А в августе девяносто шестого приехала на пятидесятилетний юбилей Фёдора. Привезла богатые подарки и двенадцатилетнего Гриньку. Дарья не могла насмотреться на внука, угощала черничным вареньем и сладкими стручками гороха. Фёдор смастерил на скорую руку качели, перекинув через толстый берёзовый сук купленную в городе для хозяйственных надобностей крепкую верёвку, и смотрел, как Гринька бесстрашно раскачивается, взлетая выше забора.

По деревне Линора ходила павой и каждый день меняла платья. По выражению Фёдора, мела хвостом. С бывшими подружками вела длинные разговоры и без удержу хвасталась – ассортиментом ресторана, в котором работала поваром; городской квартирой, в которой две отдельные комнаты; сыном, который в свои двенадцать знает английский и мечтает стать разведчиком. На вопросы о муже отмахивалась: «Был муж, да объелся груш. Другого найду. Он себе машину забрал и гараж, а квартира нам с Гринькой осталась, и мебель, и телевизор. Живу как королева, сама себе хозяйка».

Линора хвасталась, подружки кивали и перемигивались: всякая лиса свой хвост хвалит, проворонила мужа и радуется непонятно чему.

Родителям Линора объявила, что останется в Клятово до сентября: у неё две недели отпуска и неделя отгулов. Про отгулы Фёдор не понял: что за отгулы такие, от кого гуляет? Но спрашивать не стал, радовался, что дочь с внуком уедут не скоро.

Оставив Гриньку на попечение матери, Линора проявила живой интерес к джемаловским лошадям и днями пропадала на конеферме, где под присмотром Баллы осваивала премудрости верховой езды. Мимо яблоньки яблочко не падает, шептались деревенские, намекая на Дарью, в свои семнадцать лет опозорившую родителей.

Фёдор, узнав, что Линору видели с Баллы Джемаловым, был вне себя от ярости.

– Ты, Линка, зачем приехала? По конюшне джемаловской хвостом мести? Баллы двадцать шесть, а тебе за тридцать. Он натешится да отвалит, ты поплачешь да уедешь, а нам с матерью каково – гулялово твоё терпеть, соседям в глаза смотреть?

– Гулялово… Слово-то какое выискал. Я, может, замуж выйду за него. Ему на вид все тридцать дашь, а он меня девчонкой считает, не знает, что мне тридцать три.

– Не знает, так узнает. В загс расписываться поедете, он в паспорток твой глянет, а там чёрным по белому циферки: год рождения шестьдесят третий.

– Сейчас можно без росписи жить.
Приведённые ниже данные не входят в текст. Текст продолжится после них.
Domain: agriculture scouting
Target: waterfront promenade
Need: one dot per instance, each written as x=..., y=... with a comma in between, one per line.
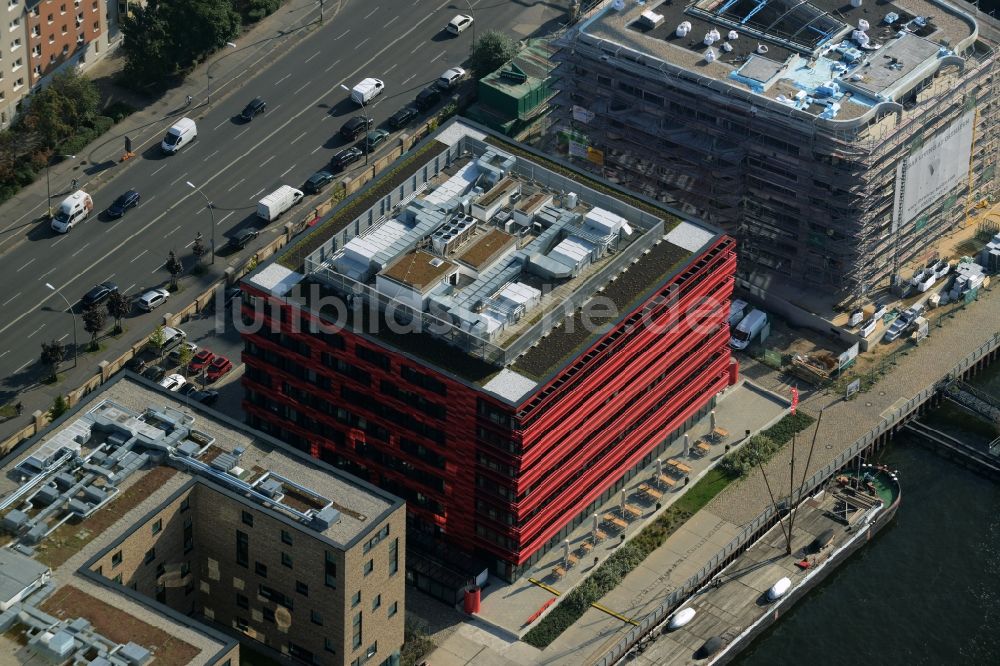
x=667, y=568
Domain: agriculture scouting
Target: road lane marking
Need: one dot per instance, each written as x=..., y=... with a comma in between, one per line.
x=139, y=231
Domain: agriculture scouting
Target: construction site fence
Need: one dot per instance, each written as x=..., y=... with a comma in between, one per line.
x=888, y=421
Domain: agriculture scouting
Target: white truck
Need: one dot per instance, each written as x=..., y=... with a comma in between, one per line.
x=271, y=207
x=367, y=90
x=74, y=209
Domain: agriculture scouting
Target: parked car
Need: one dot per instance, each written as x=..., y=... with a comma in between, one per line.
x=98, y=295
x=318, y=182
x=154, y=373
x=256, y=107
x=459, y=24
x=427, y=98
x=152, y=299
x=200, y=361
x=355, y=127
x=451, y=78
x=402, y=118
x=173, y=382
x=121, y=205
x=345, y=158
x=376, y=138
x=243, y=238
x=219, y=366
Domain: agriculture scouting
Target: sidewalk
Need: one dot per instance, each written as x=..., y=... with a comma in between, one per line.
x=100, y=162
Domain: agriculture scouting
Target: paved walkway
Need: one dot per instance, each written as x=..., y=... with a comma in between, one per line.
x=687, y=550
x=230, y=69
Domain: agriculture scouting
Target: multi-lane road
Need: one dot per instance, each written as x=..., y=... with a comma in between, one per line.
x=402, y=42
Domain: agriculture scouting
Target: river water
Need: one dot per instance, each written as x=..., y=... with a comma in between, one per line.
x=926, y=590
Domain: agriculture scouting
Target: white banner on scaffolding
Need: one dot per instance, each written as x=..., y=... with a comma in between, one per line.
x=938, y=166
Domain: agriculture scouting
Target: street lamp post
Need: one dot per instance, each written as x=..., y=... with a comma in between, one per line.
x=48, y=187
x=211, y=212
x=70, y=308
x=364, y=110
x=208, y=73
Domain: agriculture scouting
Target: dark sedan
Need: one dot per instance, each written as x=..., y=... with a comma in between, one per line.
x=128, y=200
x=98, y=295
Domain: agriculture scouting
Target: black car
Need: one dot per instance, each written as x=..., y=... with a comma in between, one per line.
x=128, y=200
x=355, y=127
x=346, y=157
x=242, y=238
x=254, y=108
x=402, y=118
x=98, y=294
x=427, y=98
x=317, y=182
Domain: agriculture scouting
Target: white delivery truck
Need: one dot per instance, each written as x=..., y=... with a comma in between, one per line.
x=367, y=90
x=73, y=209
x=749, y=328
x=183, y=132
x=274, y=204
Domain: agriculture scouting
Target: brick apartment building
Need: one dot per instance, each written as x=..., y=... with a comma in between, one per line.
x=507, y=418
x=240, y=538
x=44, y=36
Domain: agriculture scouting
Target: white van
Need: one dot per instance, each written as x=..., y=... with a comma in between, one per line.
x=183, y=132
x=367, y=90
x=73, y=209
x=749, y=328
x=274, y=204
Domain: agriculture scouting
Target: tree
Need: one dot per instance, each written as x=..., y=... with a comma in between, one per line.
x=94, y=319
x=53, y=354
x=118, y=308
x=175, y=267
x=157, y=339
x=491, y=51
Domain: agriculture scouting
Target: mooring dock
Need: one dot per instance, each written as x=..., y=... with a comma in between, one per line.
x=734, y=607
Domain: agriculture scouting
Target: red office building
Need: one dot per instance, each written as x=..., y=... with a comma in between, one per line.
x=498, y=343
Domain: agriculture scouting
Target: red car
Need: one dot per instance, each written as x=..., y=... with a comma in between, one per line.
x=200, y=361
x=219, y=366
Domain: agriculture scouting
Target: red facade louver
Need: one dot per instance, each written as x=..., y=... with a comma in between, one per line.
x=504, y=480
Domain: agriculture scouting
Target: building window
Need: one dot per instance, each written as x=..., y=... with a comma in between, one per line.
x=356, y=631
x=394, y=557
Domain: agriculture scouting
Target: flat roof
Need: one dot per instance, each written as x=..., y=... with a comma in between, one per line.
x=798, y=45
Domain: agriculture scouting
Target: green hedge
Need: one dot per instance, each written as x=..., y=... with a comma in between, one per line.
x=625, y=559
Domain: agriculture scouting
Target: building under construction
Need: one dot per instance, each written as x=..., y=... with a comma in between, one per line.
x=837, y=140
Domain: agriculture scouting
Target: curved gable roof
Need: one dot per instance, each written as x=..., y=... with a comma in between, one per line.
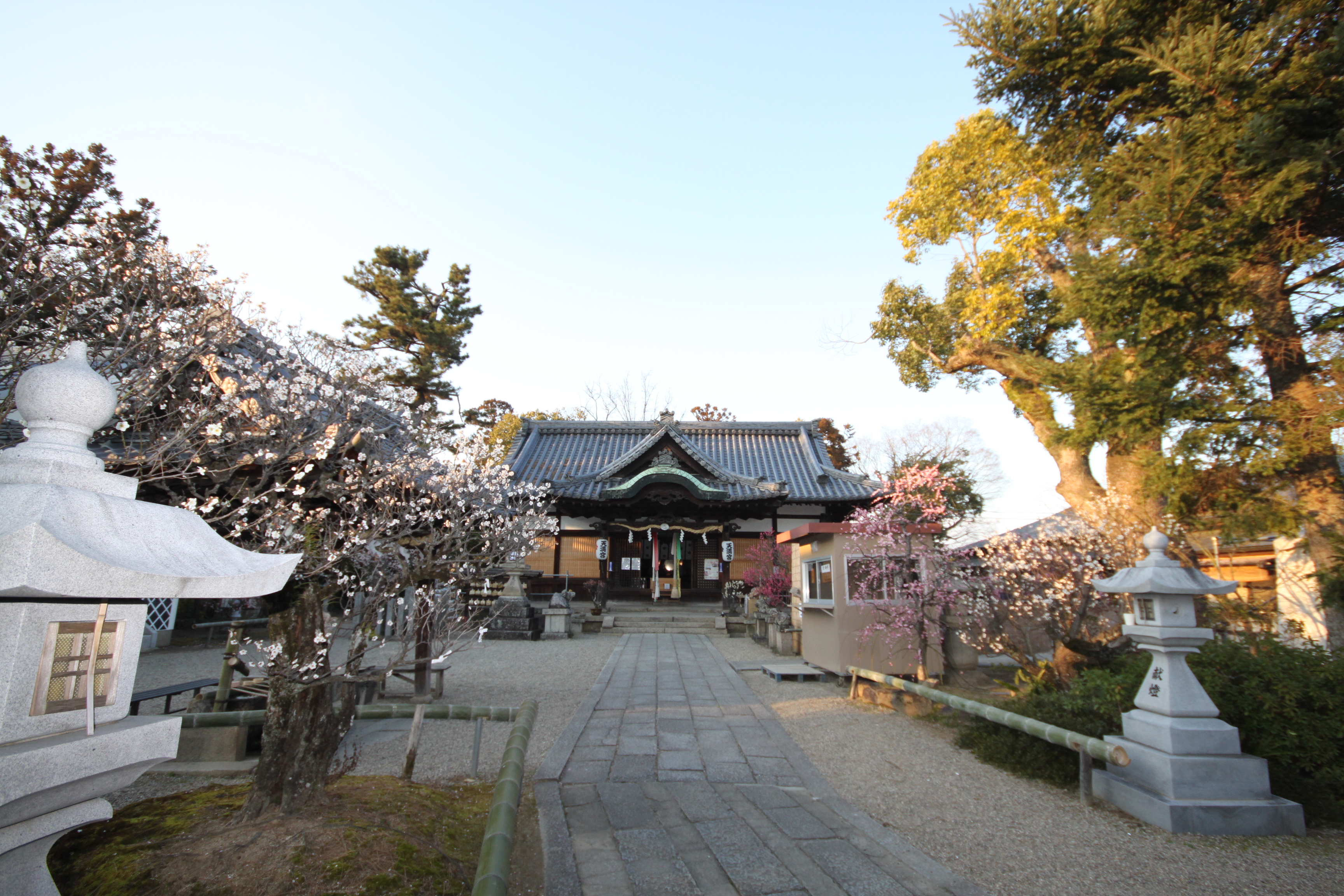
x=748, y=460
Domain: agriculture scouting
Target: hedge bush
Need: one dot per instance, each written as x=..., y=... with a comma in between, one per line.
x=1287, y=702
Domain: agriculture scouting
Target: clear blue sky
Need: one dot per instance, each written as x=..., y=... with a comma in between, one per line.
x=691, y=190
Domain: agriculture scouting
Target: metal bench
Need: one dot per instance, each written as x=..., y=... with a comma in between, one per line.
x=168, y=692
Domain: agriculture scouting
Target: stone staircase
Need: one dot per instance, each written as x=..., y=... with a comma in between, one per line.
x=691, y=620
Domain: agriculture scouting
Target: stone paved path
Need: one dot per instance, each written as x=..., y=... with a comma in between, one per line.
x=675, y=780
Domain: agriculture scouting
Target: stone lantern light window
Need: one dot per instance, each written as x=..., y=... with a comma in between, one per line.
x=64, y=671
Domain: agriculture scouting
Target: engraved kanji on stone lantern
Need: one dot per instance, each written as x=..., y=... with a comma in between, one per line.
x=79, y=558
x=1187, y=772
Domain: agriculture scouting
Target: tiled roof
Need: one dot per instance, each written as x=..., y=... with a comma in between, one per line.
x=751, y=461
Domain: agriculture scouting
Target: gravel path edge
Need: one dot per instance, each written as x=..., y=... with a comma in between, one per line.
x=822, y=789
x=560, y=867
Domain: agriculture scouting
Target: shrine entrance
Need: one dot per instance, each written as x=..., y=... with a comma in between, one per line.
x=651, y=508
x=670, y=564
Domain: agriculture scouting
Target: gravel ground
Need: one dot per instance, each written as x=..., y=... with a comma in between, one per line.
x=502, y=674
x=1011, y=836
x=1018, y=837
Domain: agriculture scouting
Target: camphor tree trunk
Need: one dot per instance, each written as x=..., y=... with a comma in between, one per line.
x=304, y=724
x=1297, y=391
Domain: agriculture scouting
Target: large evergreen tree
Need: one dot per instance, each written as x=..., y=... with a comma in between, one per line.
x=1209, y=136
x=425, y=327
x=1152, y=246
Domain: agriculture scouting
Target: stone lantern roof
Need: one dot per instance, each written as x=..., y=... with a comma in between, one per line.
x=70, y=530
x=1159, y=574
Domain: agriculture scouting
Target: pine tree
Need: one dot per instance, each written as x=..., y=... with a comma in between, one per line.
x=424, y=326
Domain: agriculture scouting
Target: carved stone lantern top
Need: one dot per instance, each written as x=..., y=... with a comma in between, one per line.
x=70, y=530
x=1159, y=574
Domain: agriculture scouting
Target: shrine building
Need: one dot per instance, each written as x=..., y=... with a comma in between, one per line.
x=672, y=507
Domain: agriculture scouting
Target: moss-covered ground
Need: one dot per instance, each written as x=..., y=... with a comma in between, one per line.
x=368, y=836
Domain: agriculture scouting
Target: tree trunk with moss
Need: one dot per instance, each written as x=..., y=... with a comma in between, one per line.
x=304, y=723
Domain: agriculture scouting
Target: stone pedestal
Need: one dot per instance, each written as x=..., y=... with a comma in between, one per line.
x=79, y=558
x=57, y=784
x=557, y=624
x=1187, y=772
x=213, y=745
x=514, y=617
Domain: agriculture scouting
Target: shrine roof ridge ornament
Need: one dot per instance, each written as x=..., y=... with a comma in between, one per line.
x=68, y=528
x=1159, y=574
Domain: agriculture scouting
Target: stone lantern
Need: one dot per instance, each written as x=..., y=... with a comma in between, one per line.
x=1187, y=772
x=515, y=617
x=79, y=558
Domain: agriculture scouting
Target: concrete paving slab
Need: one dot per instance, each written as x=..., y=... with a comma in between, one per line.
x=674, y=780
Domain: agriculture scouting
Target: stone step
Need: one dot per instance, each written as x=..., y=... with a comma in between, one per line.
x=672, y=621
x=659, y=630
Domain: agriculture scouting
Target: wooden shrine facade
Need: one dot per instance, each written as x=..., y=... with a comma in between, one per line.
x=666, y=495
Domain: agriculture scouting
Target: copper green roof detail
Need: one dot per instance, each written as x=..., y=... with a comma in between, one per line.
x=749, y=461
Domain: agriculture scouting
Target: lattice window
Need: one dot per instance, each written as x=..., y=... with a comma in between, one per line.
x=162, y=614
x=578, y=558
x=65, y=667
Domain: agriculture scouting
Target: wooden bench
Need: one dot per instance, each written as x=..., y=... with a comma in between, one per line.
x=168, y=692
x=781, y=671
x=408, y=675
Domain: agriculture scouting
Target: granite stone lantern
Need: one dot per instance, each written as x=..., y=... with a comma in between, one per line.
x=79, y=558
x=514, y=616
x=1187, y=772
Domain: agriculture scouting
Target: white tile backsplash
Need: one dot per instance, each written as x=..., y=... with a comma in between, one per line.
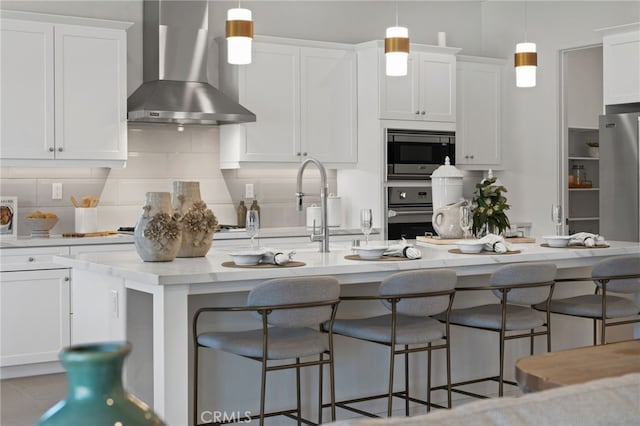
x=159, y=155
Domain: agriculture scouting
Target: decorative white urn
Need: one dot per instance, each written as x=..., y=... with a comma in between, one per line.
x=157, y=235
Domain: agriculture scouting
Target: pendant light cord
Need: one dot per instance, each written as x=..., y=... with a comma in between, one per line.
x=525, y=20
x=396, y=14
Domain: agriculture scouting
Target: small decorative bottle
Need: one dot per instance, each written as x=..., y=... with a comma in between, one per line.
x=242, y=215
x=157, y=235
x=256, y=207
x=198, y=222
x=95, y=394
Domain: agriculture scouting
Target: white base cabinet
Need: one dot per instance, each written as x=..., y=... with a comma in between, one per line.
x=304, y=97
x=479, y=128
x=63, y=85
x=35, y=316
x=41, y=310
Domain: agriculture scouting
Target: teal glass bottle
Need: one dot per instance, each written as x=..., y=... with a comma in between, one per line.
x=95, y=394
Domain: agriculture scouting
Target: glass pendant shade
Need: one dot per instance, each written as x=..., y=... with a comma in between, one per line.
x=239, y=33
x=526, y=61
x=396, y=50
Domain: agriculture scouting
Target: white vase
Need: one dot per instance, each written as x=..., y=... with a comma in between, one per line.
x=157, y=235
x=198, y=222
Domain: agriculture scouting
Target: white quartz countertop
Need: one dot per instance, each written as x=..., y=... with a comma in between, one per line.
x=209, y=269
x=236, y=234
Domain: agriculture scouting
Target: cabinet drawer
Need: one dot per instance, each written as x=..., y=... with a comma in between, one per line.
x=28, y=259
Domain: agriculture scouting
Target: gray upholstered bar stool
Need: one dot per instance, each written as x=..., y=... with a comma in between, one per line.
x=412, y=297
x=291, y=311
x=615, y=274
x=518, y=287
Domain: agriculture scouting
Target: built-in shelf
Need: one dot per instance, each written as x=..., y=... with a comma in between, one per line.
x=584, y=158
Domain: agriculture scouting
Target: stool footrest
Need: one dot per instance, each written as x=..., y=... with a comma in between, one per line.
x=470, y=382
x=400, y=394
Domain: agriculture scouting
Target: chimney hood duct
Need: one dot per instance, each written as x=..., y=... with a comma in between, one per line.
x=175, y=88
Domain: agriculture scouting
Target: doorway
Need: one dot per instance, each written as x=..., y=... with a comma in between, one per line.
x=580, y=105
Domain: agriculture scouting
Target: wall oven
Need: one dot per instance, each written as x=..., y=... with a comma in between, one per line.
x=415, y=154
x=409, y=211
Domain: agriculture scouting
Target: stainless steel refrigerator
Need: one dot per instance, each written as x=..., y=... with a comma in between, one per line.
x=619, y=176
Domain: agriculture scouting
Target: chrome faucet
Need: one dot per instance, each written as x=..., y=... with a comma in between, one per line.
x=323, y=237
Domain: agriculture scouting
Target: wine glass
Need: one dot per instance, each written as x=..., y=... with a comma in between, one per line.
x=466, y=219
x=253, y=225
x=366, y=223
x=556, y=217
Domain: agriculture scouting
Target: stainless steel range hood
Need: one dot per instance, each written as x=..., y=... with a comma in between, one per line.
x=175, y=88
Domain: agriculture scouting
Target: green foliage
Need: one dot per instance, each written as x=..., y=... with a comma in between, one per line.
x=489, y=206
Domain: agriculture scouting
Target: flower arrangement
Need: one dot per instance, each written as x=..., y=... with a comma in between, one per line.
x=199, y=220
x=162, y=229
x=489, y=206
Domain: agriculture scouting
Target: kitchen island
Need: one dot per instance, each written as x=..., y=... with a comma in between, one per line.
x=151, y=304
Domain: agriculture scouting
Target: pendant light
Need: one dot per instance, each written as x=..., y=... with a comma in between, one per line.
x=525, y=59
x=396, y=49
x=239, y=33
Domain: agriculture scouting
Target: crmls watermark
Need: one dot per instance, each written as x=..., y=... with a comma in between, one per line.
x=224, y=417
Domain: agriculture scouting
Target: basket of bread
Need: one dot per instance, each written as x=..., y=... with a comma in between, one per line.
x=40, y=223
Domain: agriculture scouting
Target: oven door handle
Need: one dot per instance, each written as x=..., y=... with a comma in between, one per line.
x=393, y=213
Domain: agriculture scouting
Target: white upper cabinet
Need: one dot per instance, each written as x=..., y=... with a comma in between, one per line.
x=270, y=88
x=304, y=98
x=26, y=52
x=426, y=93
x=621, y=64
x=63, y=91
x=478, y=135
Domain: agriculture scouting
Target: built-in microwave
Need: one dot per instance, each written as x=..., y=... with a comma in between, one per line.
x=415, y=154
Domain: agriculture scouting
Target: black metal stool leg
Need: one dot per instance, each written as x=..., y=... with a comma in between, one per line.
x=298, y=404
x=406, y=380
x=429, y=378
x=320, y=390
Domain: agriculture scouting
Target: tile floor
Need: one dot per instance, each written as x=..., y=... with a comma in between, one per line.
x=24, y=400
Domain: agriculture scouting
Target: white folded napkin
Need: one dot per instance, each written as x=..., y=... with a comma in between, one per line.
x=276, y=257
x=495, y=243
x=403, y=250
x=587, y=239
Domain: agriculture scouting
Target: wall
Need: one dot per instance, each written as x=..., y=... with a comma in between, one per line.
x=159, y=155
x=489, y=28
x=531, y=116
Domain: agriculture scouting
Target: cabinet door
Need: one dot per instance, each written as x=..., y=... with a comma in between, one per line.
x=26, y=121
x=399, y=96
x=437, y=87
x=35, y=315
x=328, y=105
x=270, y=87
x=621, y=68
x=478, y=136
x=90, y=85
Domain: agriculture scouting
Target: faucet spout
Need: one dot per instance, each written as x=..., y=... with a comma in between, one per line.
x=323, y=237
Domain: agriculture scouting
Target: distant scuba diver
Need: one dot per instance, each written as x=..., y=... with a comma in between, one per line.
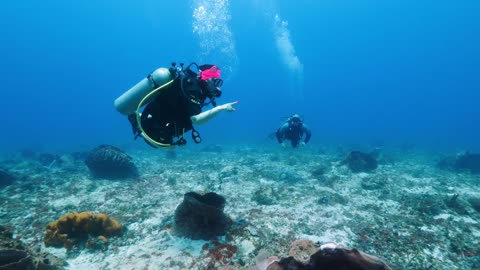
x=174, y=98
x=293, y=129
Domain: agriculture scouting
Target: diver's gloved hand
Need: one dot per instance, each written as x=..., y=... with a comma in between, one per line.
x=228, y=106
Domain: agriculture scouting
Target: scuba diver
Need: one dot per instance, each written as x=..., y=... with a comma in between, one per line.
x=173, y=99
x=293, y=129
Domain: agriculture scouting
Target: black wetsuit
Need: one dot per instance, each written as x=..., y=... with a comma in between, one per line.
x=294, y=133
x=168, y=115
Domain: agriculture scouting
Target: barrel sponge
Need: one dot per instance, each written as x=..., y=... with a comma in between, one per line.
x=72, y=228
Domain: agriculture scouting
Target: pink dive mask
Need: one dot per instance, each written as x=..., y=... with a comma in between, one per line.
x=211, y=73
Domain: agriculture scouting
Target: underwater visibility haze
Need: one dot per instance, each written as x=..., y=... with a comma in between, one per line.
x=390, y=91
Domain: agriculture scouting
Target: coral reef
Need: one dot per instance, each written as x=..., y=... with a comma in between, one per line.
x=306, y=255
x=463, y=162
x=71, y=229
x=409, y=213
x=109, y=162
x=201, y=216
x=358, y=161
x=468, y=162
x=16, y=255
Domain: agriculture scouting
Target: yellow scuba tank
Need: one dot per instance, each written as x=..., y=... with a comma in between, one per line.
x=128, y=102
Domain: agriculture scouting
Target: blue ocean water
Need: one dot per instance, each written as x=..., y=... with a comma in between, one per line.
x=359, y=72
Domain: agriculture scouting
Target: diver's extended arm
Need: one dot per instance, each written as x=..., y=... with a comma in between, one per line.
x=206, y=116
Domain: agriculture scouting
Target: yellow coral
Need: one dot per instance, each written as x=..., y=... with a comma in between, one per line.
x=74, y=227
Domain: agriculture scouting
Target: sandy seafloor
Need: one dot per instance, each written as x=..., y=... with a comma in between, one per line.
x=405, y=212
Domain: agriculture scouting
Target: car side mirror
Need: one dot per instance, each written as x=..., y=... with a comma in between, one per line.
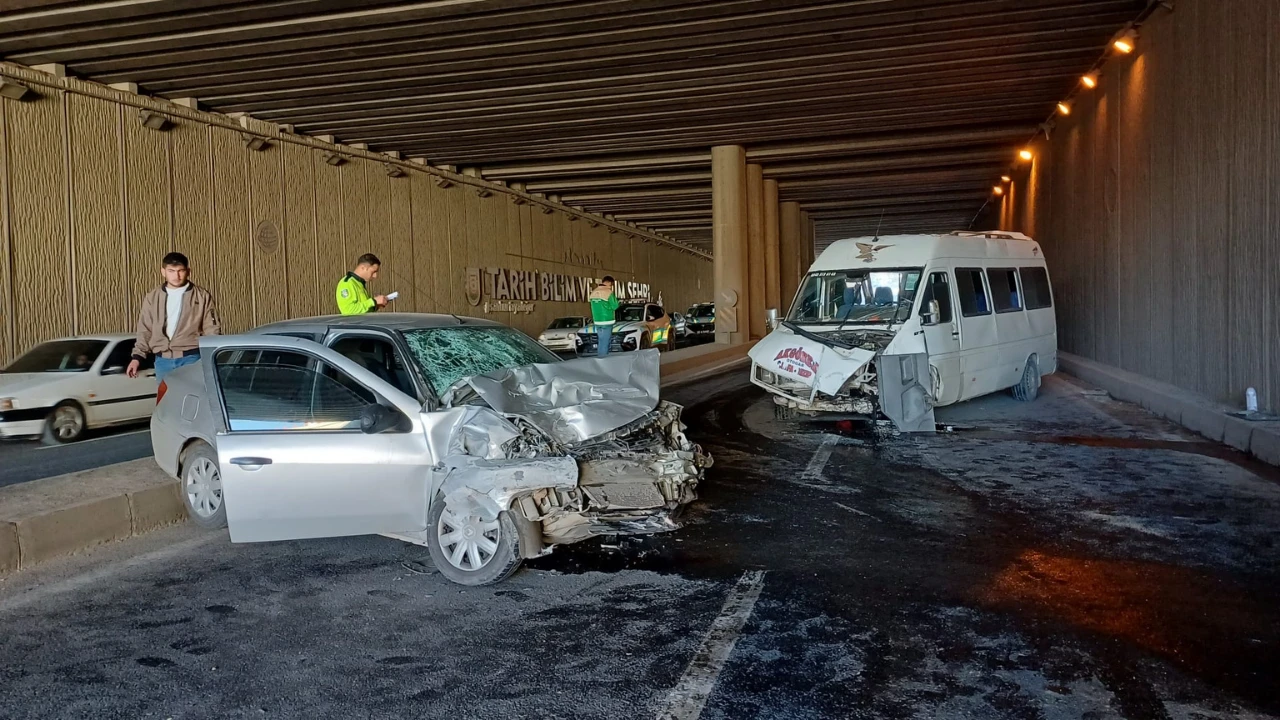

Называется гражданский брак, и ничего в этом нет зазорного.

Отец на полуслове замолчал, вспомнив, как прибежала к нему среди ночи семнадцатилетняя Даша, как тащила его за руку на луг и плакала. Не согреши они тогда, Дашу выдали бы за Степана. Так есть ли у него право упрекать свою дочь? Может, с Баллы она будет счастлива?

Нет! – перебил сам себя Фёдор. У них с Дашей не было другого выхода, а у дочки он есть.

Его молчание Линора истолковала по-своему. И глядя с торжеством в отцовские глаза, в которых смешалось раскаяние и сожаление – словно не она, Линора, а он был перед ней виноват – заявила, что она уже взрослая и отчитываться перед ним не обязана.

Фёдор имел с Баллы тяжёлый разговор, из которого узнал, что Линора не девка, а взрослая баба; что Баллы ничего ей не обещал и о свадьбе разговора не было. Сама на него запрыгнула, а он не смог отказать. Баллы так и сказал: запрыгнула, и у Фёдора потемнело в глазах от ярости.